What happened
During a ferry flight conducted under FAR Part 91 regulations, an aircraft crashed immediately following liftoff while attempting a three-engine takeoff. During the initial takeoff roll, the captain applied power to an asymmetrical engine prematurely, which led to a loss of directional control and a subsequent rejected takeoff. In an attempt to modify the procedure for the second attempt, the captain deviated from established protocols by allowing the flight engineer to advance the throttle. This second attempt resulted in the crash and the deaths of all three crew members.
Findings
Investigations into the accident identified several contributing factors related to crew performance and regulatory oversight. The flight crew was suffering from significant fatigue due to shortened rest periods and disrupted circadian rhythms, as rest requirements for ferry flights were not mandated under the applicable regulations. Furthermore, the crew lacked sufficient, realistic training regarding the specific techniques required for a three-engine takeoff, including a failure to properly understand the significance of the minimum control speed on the ground (Vmcg).

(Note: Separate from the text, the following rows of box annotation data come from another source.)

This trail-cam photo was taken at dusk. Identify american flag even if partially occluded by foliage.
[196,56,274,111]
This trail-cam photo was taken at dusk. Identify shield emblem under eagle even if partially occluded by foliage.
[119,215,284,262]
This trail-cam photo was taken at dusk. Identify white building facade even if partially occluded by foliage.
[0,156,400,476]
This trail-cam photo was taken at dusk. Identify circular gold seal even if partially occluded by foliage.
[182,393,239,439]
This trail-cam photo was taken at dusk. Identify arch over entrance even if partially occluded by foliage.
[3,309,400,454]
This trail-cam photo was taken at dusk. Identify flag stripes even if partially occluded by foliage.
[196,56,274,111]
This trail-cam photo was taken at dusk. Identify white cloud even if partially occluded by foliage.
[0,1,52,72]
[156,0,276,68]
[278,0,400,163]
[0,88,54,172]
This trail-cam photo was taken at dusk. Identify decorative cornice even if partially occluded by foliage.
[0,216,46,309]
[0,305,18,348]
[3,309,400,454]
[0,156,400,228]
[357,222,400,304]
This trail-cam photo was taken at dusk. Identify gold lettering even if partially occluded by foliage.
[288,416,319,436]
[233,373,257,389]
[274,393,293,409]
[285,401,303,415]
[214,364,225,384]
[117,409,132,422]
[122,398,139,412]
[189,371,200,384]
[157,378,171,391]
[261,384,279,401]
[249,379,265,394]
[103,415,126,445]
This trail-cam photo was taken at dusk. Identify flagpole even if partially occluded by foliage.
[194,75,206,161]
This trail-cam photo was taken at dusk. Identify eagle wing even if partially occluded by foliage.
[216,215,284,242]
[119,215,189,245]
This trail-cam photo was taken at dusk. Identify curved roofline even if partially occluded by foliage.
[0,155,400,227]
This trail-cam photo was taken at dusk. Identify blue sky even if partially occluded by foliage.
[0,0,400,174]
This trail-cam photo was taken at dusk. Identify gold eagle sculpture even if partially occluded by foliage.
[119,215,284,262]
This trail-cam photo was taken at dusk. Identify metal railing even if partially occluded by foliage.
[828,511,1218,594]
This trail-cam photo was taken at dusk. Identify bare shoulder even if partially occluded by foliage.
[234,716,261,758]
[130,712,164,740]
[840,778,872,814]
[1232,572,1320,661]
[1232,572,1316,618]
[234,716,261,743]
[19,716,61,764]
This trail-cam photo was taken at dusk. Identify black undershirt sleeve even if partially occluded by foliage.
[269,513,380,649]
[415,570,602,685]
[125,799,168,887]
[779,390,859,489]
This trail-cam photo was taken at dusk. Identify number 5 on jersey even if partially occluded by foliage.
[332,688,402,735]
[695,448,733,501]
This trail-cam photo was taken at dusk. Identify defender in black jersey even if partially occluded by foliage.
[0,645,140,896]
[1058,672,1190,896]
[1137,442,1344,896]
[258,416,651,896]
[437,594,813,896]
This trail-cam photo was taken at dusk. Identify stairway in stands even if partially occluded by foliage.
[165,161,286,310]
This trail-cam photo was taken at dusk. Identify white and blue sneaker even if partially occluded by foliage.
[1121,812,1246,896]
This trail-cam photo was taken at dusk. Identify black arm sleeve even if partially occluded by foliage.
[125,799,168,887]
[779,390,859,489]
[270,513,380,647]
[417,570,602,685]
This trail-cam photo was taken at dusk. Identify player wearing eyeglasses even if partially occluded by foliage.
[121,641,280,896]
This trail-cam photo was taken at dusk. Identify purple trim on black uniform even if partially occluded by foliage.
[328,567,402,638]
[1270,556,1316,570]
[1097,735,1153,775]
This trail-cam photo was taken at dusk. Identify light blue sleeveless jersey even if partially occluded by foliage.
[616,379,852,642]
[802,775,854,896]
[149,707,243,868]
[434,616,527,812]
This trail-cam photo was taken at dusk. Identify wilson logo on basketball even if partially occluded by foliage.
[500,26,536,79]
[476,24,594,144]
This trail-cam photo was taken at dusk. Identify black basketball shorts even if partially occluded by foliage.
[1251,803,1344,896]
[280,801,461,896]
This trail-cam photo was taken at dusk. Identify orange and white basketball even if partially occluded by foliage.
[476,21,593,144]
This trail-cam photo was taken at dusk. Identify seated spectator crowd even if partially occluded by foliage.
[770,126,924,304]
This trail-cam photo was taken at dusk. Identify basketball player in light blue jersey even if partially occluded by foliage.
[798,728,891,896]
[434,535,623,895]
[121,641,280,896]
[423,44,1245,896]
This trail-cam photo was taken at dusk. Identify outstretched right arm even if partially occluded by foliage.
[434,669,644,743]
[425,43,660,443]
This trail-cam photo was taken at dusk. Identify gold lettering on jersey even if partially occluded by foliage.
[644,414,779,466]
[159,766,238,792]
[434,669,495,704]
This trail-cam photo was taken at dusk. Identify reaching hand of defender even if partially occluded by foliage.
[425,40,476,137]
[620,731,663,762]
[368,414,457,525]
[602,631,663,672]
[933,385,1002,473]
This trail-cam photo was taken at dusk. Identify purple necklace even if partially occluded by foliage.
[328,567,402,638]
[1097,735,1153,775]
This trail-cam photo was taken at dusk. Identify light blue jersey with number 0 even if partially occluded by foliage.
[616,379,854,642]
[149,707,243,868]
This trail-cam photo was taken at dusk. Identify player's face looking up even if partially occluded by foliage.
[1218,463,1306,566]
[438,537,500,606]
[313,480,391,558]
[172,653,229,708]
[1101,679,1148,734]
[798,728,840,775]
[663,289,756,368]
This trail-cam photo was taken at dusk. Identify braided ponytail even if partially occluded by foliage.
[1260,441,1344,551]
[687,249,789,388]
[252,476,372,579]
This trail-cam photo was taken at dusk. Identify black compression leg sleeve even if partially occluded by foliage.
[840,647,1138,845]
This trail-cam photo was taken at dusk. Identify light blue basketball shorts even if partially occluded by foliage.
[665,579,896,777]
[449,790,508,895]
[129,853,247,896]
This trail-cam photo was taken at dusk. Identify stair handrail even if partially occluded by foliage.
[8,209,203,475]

A critical error was identified in the calculation of the takeoff speeds, as the flight engineer determined a Vmcg value that was 9 knots lower than required. Additionally, the investigation noted that current one-engine inoperative takeoff procedures do not provide enough rudder authority to correct directional deviations while maintaining maximum asymmetric thrust at speeds above the ground minimum control speed. Finally, the inadequate FAA oversight of the operator was cited, as inspectors were unable to effectively monitor the operator's international operations and domestic crew training.